Updated

Mexican Attorney General Arturo Chávez Chávez has resigned, a government official said Thursday, weeks after the release of diplomatic cables that highlighted infighting among Mexico's top security officials.

President Felipe Calderón was expected to announce the departure later in the day, said the official, who spoke on condition of anonymity because he wasn't authorized to disclose the information.

Chávez is the second attorney general to resign under Calderón, who took office in December 2006. He was appointed in 2009 after the departure of Eduardo Medina Mora, one of the main architects of Calderón's crackdown on drug trafficking and organized crime. More than 34,600 people have been killed since Calderón's administration launched the campaign shortly after he became president.

U.S. Embassy officials in Mexico City found Chávez's appointment to be "totally unexpected and politically inexplicable," according to diplomatic cable from September 2009 posted by WikiLeaks three weeks ago.

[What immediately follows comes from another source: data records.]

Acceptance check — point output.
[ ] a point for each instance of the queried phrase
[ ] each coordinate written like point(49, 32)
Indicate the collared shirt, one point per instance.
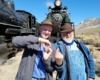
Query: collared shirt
point(39, 68)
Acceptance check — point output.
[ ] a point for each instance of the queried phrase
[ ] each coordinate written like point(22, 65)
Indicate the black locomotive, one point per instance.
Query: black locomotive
point(59, 16)
point(12, 23)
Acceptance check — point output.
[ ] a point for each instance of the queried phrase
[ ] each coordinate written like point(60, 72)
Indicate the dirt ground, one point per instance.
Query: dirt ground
point(9, 69)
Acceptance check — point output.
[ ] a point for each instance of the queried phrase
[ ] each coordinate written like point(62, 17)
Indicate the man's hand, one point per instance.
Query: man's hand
point(58, 57)
point(47, 52)
point(45, 42)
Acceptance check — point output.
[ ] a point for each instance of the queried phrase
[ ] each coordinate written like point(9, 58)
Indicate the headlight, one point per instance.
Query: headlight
point(58, 3)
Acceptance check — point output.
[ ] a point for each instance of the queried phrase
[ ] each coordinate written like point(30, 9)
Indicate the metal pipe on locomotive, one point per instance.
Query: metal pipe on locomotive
point(59, 16)
point(12, 23)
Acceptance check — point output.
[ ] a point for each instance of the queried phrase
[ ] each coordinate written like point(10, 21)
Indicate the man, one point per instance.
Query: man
point(73, 59)
point(38, 57)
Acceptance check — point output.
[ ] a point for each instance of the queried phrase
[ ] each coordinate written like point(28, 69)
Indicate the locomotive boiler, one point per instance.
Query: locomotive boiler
point(12, 23)
point(59, 16)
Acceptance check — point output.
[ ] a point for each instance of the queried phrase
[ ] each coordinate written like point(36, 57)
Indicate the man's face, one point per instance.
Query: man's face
point(45, 31)
point(67, 36)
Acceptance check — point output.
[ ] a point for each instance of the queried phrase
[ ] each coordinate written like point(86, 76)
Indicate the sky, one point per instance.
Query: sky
point(79, 9)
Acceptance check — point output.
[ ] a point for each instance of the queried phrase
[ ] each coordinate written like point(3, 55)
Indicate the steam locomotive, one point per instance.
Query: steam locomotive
point(12, 23)
point(59, 16)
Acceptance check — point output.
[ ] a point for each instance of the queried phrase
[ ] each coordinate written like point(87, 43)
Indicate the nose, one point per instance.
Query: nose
point(47, 31)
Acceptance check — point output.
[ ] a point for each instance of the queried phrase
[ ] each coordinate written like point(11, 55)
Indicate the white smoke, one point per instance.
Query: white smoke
point(50, 4)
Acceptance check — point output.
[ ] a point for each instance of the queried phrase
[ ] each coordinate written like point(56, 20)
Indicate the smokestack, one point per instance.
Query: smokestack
point(2, 1)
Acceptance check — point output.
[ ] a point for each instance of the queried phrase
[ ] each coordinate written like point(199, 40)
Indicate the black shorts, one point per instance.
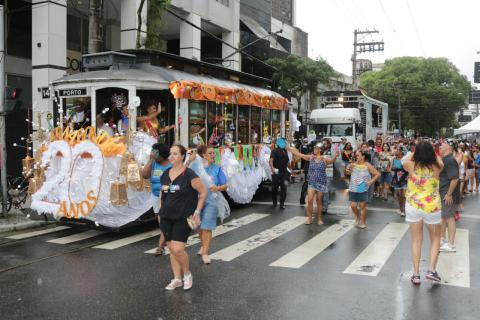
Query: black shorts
point(175, 229)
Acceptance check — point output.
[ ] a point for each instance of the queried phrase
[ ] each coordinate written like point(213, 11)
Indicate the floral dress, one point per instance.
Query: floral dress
point(422, 191)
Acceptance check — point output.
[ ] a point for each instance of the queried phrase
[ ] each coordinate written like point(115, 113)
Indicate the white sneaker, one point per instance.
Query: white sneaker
point(175, 283)
point(187, 282)
point(448, 248)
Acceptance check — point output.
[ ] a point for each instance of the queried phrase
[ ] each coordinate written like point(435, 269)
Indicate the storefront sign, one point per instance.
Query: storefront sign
point(72, 92)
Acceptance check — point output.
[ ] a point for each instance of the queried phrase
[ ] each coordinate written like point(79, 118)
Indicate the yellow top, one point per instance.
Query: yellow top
point(422, 191)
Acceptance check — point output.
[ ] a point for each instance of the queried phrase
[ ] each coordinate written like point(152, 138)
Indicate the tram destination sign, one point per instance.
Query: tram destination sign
point(72, 92)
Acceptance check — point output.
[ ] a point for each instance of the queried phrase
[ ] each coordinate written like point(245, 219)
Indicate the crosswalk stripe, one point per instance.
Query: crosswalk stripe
point(240, 248)
point(454, 268)
point(374, 257)
point(292, 204)
point(77, 237)
point(37, 233)
point(224, 228)
point(128, 240)
point(307, 251)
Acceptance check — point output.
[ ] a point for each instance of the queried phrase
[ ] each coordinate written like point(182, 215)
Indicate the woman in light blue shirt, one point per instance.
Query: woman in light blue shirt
point(153, 170)
point(217, 183)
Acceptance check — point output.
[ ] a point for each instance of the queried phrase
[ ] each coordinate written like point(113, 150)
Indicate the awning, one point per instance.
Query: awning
point(260, 32)
point(184, 85)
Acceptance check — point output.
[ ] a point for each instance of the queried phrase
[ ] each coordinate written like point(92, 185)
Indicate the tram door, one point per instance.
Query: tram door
point(109, 103)
point(166, 116)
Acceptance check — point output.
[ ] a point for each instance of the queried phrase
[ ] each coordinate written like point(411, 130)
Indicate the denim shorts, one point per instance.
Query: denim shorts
point(414, 215)
point(208, 217)
point(357, 196)
point(386, 177)
point(317, 187)
point(155, 204)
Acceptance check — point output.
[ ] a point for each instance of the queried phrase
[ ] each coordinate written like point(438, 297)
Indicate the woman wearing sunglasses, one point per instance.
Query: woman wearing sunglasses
point(362, 176)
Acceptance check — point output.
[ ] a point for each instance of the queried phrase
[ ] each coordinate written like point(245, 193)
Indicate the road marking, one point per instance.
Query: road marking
point(37, 233)
point(128, 240)
point(469, 216)
point(224, 228)
point(374, 257)
point(454, 267)
point(310, 249)
point(330, 206)
point(77, 237)
point(236, 250)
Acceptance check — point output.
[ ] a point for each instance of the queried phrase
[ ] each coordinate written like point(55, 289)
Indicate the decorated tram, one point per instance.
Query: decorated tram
point(88, 157)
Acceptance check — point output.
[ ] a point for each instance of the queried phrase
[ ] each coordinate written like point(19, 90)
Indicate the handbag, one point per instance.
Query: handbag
point(194, 221)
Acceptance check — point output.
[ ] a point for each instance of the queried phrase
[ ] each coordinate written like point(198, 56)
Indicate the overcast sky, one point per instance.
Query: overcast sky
point(427, 28)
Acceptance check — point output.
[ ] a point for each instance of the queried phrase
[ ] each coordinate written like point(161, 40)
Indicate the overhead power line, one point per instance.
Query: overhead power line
point(415, 27)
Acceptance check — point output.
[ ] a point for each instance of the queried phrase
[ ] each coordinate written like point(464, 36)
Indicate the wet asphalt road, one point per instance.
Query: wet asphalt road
point(42, 280)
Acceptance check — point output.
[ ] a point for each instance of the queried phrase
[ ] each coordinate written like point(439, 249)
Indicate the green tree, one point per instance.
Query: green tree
point(295, 75)
point(429, 90)
point(154, 23)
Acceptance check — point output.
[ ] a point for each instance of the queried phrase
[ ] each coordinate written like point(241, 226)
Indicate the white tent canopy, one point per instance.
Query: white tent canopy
point(471, 127)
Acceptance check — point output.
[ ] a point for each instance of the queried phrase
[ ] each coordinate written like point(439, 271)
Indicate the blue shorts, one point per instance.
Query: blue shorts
point(386, 177)
point(317, 186)
point(208, 217)
point(357, 196)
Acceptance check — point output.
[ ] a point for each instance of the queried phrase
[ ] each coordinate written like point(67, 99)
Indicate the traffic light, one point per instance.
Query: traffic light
point(11, 98)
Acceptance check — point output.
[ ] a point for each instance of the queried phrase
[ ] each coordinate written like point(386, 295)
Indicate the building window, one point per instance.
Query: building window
point(224, 2)
point(197, 120)
point(18, 29)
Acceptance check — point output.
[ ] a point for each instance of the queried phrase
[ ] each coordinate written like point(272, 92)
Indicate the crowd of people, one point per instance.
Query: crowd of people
point(428, 178)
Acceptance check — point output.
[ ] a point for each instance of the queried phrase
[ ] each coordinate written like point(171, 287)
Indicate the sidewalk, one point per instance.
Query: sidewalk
point(17, 219)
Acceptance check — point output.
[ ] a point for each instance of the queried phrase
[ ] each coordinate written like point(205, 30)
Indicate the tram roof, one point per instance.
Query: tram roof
point(145, 72)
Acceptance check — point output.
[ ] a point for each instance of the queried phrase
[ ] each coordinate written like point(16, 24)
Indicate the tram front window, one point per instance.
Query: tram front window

The cable noted that Chávez, former top prosecutor in the border state of Chihuahua, "has strong detractors within the Mexican human rights community" because of botched prosecutions in the murders of women in the 1990s in Ciudad Juarez, a violent city across the border from El Paso, Texas.

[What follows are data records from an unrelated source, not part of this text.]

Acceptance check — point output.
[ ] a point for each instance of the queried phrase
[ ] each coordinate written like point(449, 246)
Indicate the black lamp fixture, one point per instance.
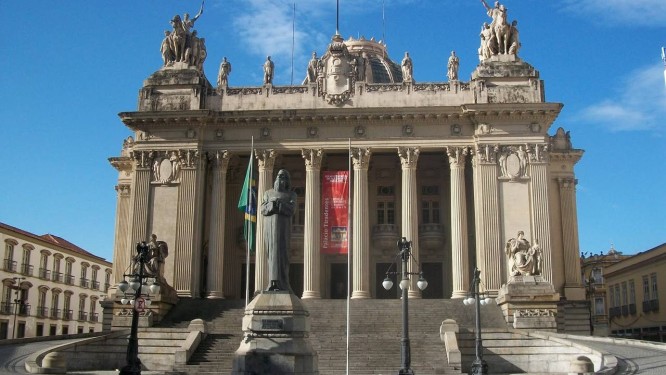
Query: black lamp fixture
point(404, 252)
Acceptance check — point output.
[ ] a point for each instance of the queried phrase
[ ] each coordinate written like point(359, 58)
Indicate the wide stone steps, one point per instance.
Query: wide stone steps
point(375, 326)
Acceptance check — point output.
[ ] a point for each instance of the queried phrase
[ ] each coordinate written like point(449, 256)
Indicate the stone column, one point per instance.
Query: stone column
point(266, 162)
point(538, 167)
point(312, 266)
point(409, 157)
point(459, 242)
point(139, 198)
point(121, 256)
point(490, 256)
point(361, 225)
point(214, 272)
point(572, 276)
point(187, 263)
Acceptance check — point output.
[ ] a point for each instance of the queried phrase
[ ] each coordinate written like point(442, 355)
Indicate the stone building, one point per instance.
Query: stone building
point(456, 167)
point(49, 286)
point(634, 287)
point(593, 268)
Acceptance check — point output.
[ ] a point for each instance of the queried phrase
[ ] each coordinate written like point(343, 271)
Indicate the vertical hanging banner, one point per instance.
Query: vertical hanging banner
point(334, 213)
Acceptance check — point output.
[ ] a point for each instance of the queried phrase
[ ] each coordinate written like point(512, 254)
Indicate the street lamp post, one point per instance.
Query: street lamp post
point(17, 302)
point(404, 252)
point(479, 366)
point(136, 284)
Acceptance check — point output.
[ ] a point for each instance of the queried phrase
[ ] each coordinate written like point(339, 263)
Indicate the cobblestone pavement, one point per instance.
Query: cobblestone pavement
point(632, 359)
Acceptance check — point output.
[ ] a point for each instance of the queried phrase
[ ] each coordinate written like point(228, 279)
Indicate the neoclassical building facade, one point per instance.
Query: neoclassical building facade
point(49, 286)
point(456, 167)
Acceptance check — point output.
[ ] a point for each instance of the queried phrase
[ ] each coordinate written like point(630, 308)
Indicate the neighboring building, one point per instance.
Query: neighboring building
point(49, 286)
point(593, 270)
point(456, 167)
point(636, 286)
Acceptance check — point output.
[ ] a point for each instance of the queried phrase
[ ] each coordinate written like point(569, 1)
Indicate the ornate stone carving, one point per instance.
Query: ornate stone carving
point(339, 72)
point(513, 162)
point(312, 158)
point(409, 156)
point(457, 156)
point(524, 259)
point(182, 45)
point(360, 157)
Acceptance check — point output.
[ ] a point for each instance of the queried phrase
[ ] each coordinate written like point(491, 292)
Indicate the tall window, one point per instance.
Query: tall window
point(385, 205)
point(430, 210)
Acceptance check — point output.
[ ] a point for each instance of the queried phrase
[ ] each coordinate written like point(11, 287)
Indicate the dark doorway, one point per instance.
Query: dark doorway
point(338, 280)
point(382, 293)
point(241, 294)
point(296, 278)
point(432, 272)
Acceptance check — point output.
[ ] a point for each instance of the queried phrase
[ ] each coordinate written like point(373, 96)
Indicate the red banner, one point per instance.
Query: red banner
point(334, 213)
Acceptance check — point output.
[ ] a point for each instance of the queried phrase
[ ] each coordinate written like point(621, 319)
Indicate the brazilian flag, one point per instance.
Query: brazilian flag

The cables also suggest that diplomats favored the head of federal police, Genaro García Luna, in the bureaucratic turf battle between the Attorney General's Office and the federal police.

It also suggested that Chávez "is a less capable political operator, who will be overshadowed by García Luna and stymied by his considerable human rights baggage."

Calderón said last month that the allegations of infighting and division "have done a lot of damage."